In order to use anything installed in a virtualenv, you need to use the python binary in the virtualenv's bin/ directory (or another script installed into the virtualenv that references this binary). The most common way to do this is to use the virtualenv's activate or activate.bat script to temporarily modify the shell PATH so the virtualenv's bin/ directory is first. Modifying PYTHONPATH is not generally useful or necessary with virtualenv.
Do I need to create a script from a
text string for virtualenv like in the
bad old days?
No.
What is with the #egg=Package URL
syntax? That's not part of the
standard URL, so why isn't it a
separate parameter?
The "#egg=projectname-version" URL fragment hack was first introduced by setuptools and easy_install. Since easy_install scrapes links from the web to find candidate distributions to install for a given package name and version, this hack allowed package authors to add links on PyPI that easy_install could understand, even if they didn't use easy_install's standard naming conventions for their files.

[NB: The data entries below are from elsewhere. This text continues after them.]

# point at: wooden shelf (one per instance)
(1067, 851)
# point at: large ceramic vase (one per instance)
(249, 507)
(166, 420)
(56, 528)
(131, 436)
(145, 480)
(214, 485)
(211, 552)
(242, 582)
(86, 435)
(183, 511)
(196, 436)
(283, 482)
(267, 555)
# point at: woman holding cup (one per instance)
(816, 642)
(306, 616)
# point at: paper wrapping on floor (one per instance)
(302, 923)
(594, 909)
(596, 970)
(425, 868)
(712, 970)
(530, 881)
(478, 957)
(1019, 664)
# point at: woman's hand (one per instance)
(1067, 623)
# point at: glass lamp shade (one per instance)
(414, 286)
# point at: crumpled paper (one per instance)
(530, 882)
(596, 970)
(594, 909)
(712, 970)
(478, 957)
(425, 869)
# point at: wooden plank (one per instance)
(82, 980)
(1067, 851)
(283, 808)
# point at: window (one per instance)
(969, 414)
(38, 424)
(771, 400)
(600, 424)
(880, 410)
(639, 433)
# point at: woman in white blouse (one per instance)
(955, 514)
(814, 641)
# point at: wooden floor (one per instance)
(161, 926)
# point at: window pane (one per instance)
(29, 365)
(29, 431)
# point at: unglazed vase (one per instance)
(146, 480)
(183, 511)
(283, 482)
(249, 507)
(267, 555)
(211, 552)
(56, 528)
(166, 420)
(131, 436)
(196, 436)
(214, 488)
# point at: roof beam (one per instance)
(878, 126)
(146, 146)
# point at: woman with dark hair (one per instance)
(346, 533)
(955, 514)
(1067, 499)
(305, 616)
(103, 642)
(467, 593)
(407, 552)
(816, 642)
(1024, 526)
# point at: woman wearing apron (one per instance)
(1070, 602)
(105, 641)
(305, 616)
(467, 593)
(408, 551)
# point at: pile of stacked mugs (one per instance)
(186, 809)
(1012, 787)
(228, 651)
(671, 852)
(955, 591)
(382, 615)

Where is #rev included in the URL? At
the end I suppose, but the
documentation is not clear about this
("You can also include #rev in the
URL").
A couple sentences after that quoted fragment there is a link to "read the requirements file format to learn about other features." The #rev feature is fully documented and demonstrated there.
What is supposed to be understood by
using an existing requirements file as
"as a sort of template for the new
file"? This could mean any number of
things.
The very next sentence says "it will keep the packages listed in devel-req.txt in order and preserve comments." I'm not sure what would be a better concise description.
I can't answer all your questions, but hopefully the following helps.
Both virtualenv and pip are very usable. Many Python devs use these everyday.
Since you have a working easy_install, the easiest way to install both is the following:
easy_install pip
easy_install virtualenv
Once you have virtualenv, just type virtualenv yourEnvName and you'll get your new python virtual environment in a directory named yourEnvName.
From there, it's as easy as source yourEnvName/bin/activate and the virtual python interpreter will be your active. I know nothing about matplotlib, but following the installation interactions should work out ok unless there are weird hard-coded path issues.
If you can install something via easy_install you can usually install it via pip. I haven't found anything that easy_install could do that pip couldn't.
I wouldn't count on users being able to install virtualenv (it depends on who your users are). Technically, a virtual python interpreter can be treated as a real one for most cases. It's main use is not cluttering up the real interpreter's site-packages and if you have two libraries/apps that require different and incompatible versions of the same library.
If you or a user install something in a virtualenv, it won't be available in other virtualenvs or the system Python interpreter. You'll need to use source /path/to/yourvirtualenv/bin/activate command to switch to a virtual environment you installed the library on.
What they mean by "as a sort of template for the new file" is that the pip freeze -r devel-req.txt > stable-req.txt command will create a new file stable-req.txt based on the existing file devel-req.txt. The only difference will be anything installed not already specified in the existing file will be in the new file.